A diario advertimos que esta correspondencia entre emisores y receptores del
discurso sofista sigue vigente: somos tan espectadores como partícipes del
agotamiento de la figura del gobernante en la del ideólogo, es decir, somos
testigos de cómo aquellas personas que deberían aportar ideas para el progreso
de toda la sociedad, en lugar de ello se desempeñan como gestores profesionales
de estrategias marcadas por las conveniencias sectoriales.
Cuando nos atrevemos a pensar
filosóficamente sobre nuestra situación como miembros de la dimensión democrática,
espoleados por el desencanto con quienes hemos autorizado a legislar, ejecutar
y juzgar las normas que definen la civilidad de nuestras acciones, la reflexión
nos ayuda a des-cubrir los velos tendenciosos y engañosos que el sofismo cuelga
ante el escenario de la vida pública. Así, la manipulación de la información,
las astutas tretas de la argumentación partidista y, sobre todo, la
ideologización del debate moral se hacen translucidas, dejando en evidencia, ante
la mirada crítica, la impactante distorsión argumental propia del sofismo el
cual, ajeno al interés común, acapara compromisos, capacidades y recursos para
alcanzar su mezquino propósito.
Los griegos exigían, como condición previa al debate filosófico, que los participantes adoptasen la actitud de Eunoia: una disposición de apertura y empatía hacia el prójimo, una ubicación personal ante el Otro establecida desde la conciencia de dignidad compartida entre todos los dialogantes: para que el debate no se reduzca al antagonismo, quienes participamos de éste debemos reconocernos pares en nuestra condición de participantes, incluso si dispares en nuestras metas y capacidades. ¡Cuánto de esta predisposición podríamos recuperar para nuestra época! Asumir que estamos juntos como sujetos históricos, construyendo con cada acción la historia de un país, nos permitiría abordar, desde los más diversos enfoques, un discurso que resultara genuino diálogo, es decir, avance racional sobre el territorio compartido de la tolerancia y no griterío estancado en los distantes extremos de una grieta de incomprensión.

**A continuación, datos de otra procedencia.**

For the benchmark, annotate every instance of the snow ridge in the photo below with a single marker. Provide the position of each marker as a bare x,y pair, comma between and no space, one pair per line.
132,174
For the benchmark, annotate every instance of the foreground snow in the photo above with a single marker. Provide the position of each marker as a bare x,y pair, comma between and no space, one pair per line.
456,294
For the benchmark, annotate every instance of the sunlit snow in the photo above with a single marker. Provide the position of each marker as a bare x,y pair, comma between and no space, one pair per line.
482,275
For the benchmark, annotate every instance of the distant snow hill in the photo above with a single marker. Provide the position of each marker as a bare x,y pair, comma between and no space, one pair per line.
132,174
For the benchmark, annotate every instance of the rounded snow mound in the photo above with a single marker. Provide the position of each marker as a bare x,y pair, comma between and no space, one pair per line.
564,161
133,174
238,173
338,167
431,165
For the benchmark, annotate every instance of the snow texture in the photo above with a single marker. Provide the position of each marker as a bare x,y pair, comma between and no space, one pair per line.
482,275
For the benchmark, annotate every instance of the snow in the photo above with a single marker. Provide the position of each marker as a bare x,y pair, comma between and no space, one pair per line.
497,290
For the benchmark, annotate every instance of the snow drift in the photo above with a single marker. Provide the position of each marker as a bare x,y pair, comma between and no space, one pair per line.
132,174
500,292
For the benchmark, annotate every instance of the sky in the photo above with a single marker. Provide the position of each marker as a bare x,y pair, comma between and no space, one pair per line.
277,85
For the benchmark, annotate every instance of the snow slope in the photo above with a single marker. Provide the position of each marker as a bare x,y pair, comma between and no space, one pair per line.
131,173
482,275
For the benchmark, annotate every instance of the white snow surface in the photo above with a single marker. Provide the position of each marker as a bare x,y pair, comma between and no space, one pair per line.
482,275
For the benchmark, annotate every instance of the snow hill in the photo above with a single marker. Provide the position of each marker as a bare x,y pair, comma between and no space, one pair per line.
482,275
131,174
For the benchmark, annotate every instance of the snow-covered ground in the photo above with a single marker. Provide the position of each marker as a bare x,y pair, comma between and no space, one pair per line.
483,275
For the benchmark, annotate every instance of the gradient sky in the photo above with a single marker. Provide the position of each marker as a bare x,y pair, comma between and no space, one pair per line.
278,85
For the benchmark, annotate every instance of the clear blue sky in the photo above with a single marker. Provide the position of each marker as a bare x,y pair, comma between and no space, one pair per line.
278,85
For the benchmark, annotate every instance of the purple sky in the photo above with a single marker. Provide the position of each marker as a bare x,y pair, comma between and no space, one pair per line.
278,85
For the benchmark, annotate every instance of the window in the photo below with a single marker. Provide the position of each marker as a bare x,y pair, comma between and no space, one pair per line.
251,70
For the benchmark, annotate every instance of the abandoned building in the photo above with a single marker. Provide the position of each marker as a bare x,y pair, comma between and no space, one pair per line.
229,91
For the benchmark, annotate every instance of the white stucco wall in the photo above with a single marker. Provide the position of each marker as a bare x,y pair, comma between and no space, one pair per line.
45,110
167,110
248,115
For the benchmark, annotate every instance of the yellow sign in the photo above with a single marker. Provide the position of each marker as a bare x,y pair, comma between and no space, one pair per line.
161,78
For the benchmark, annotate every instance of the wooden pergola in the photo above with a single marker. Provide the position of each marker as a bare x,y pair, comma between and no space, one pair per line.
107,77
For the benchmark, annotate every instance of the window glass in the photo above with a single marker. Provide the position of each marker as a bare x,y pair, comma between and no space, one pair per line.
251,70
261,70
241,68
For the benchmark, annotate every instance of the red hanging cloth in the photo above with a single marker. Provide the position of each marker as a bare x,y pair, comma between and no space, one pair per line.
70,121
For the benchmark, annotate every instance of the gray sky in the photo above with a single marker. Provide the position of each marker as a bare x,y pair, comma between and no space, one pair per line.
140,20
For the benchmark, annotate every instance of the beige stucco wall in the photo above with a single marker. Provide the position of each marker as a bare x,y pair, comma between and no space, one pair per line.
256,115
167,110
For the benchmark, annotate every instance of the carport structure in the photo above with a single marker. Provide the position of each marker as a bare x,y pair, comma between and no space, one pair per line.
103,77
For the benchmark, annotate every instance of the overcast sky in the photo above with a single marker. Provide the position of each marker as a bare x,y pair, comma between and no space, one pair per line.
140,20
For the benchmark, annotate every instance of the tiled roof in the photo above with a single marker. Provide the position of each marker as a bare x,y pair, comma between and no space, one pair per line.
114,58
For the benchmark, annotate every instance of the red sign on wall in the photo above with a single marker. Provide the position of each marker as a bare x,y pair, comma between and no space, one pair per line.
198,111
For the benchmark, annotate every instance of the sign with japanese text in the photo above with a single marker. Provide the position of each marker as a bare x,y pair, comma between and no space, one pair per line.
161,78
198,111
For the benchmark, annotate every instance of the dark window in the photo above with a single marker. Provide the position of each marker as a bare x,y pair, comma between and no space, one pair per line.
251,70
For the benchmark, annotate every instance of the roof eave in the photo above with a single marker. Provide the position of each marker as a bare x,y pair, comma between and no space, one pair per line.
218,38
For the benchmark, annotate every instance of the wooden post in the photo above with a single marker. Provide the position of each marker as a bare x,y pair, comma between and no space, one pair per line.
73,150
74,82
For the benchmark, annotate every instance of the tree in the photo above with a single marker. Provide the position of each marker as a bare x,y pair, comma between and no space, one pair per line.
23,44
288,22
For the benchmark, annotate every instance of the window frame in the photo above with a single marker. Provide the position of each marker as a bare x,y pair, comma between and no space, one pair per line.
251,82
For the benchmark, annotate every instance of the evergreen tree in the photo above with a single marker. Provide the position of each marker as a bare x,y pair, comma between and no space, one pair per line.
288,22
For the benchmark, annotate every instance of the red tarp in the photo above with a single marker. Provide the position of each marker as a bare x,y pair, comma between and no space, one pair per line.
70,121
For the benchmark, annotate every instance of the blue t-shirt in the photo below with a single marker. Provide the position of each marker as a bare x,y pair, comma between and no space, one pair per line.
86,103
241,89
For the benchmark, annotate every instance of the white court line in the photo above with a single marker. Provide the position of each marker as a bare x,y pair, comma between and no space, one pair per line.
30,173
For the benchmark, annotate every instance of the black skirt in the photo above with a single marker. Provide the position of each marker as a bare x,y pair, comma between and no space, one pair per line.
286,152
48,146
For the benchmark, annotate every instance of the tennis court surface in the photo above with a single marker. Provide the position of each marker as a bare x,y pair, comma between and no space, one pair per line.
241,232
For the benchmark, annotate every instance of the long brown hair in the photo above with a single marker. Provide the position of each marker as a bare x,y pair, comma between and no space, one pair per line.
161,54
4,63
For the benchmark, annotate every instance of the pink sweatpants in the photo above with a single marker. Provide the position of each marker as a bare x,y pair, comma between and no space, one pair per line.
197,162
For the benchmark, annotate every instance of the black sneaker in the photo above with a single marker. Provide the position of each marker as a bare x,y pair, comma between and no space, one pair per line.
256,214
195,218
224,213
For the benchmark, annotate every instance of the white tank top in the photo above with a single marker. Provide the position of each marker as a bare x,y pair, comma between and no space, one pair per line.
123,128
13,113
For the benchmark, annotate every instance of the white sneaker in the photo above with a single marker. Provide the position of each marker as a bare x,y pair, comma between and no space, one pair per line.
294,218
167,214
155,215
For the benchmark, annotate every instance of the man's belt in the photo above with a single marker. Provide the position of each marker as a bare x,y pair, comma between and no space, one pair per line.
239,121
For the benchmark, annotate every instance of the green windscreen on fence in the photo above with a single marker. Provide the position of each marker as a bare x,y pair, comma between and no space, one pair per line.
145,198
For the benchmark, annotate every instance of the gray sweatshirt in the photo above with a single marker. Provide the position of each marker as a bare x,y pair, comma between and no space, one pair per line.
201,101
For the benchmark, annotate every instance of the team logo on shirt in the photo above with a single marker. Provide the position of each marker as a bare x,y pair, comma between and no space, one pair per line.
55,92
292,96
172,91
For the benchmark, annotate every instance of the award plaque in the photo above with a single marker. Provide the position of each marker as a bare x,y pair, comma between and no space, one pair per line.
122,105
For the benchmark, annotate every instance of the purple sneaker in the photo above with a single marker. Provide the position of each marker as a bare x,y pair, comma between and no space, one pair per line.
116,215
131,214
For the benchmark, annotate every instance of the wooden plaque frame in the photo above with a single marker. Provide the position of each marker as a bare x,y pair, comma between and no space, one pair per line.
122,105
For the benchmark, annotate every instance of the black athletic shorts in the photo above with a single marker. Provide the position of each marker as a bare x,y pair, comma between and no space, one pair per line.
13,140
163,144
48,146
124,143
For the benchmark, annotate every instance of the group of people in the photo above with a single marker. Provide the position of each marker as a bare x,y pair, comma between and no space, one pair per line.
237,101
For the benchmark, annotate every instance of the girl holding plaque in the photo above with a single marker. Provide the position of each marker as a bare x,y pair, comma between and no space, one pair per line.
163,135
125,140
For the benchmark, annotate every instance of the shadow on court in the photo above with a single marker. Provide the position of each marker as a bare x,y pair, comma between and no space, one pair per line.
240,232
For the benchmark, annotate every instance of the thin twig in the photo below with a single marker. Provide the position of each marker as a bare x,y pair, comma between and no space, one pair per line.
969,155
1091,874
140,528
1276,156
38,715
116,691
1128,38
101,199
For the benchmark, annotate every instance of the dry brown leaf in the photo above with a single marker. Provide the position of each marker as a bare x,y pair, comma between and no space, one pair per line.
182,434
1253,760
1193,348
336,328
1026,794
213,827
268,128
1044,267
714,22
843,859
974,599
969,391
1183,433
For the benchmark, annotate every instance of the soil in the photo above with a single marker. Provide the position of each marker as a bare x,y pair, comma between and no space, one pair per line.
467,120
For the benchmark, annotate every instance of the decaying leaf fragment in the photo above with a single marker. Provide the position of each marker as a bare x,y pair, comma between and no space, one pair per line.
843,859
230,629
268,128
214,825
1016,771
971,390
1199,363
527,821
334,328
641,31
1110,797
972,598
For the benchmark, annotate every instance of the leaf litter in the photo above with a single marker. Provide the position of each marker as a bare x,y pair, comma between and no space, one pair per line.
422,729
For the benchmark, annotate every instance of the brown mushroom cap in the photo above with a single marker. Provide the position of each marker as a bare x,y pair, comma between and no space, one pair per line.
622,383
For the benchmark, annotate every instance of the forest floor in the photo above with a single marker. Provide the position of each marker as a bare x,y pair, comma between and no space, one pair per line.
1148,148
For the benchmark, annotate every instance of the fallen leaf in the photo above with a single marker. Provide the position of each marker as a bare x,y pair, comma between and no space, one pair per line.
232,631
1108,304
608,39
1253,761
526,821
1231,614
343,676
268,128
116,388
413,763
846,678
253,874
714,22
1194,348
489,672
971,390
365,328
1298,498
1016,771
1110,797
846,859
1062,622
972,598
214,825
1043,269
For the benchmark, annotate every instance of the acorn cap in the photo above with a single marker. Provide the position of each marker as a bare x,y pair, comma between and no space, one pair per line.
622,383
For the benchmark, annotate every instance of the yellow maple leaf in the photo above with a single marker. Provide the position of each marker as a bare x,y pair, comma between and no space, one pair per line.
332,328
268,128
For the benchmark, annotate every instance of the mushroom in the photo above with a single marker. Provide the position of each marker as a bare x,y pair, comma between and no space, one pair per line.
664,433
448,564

Únicamente si la premisa de conservar y respetar ciertos valores enmarca la semántica de los acuerdos y desacuerdos políticos, es decir, si en la polémica prevalece un intercambio de significados compartidos anclado en un sentido ético común, la dialéctica de “disenso – consenso” sustituirá a la de “triunfo – derrota” como motor del dinamismo social e institucional de nuestro país.
¿Pensar argumentalmente se agota en la confrontación entre discrepancias, como pretenden los sofistas, o incluye, como anhela la filosofía, la confluencia en la tolerancia? En las respuestas que construyamos estaremos plasmando nuestra expectativa sobre una convivencia social basada en el acuerdo -su riesgo, el dogmatismo- o en el desacuerdo -su riesgo: el conflicto, con sus grados variables de agresión y aun de violencia-…
Desde nuestra dimensión finita pero potencialmente trascendente, convoquemos, pues, a nuestro intelecto creativo y tamicemos sus ofertas con nuestra racionalidad para buscar, una vez más, como recomienda Aristóteles, el justo medio.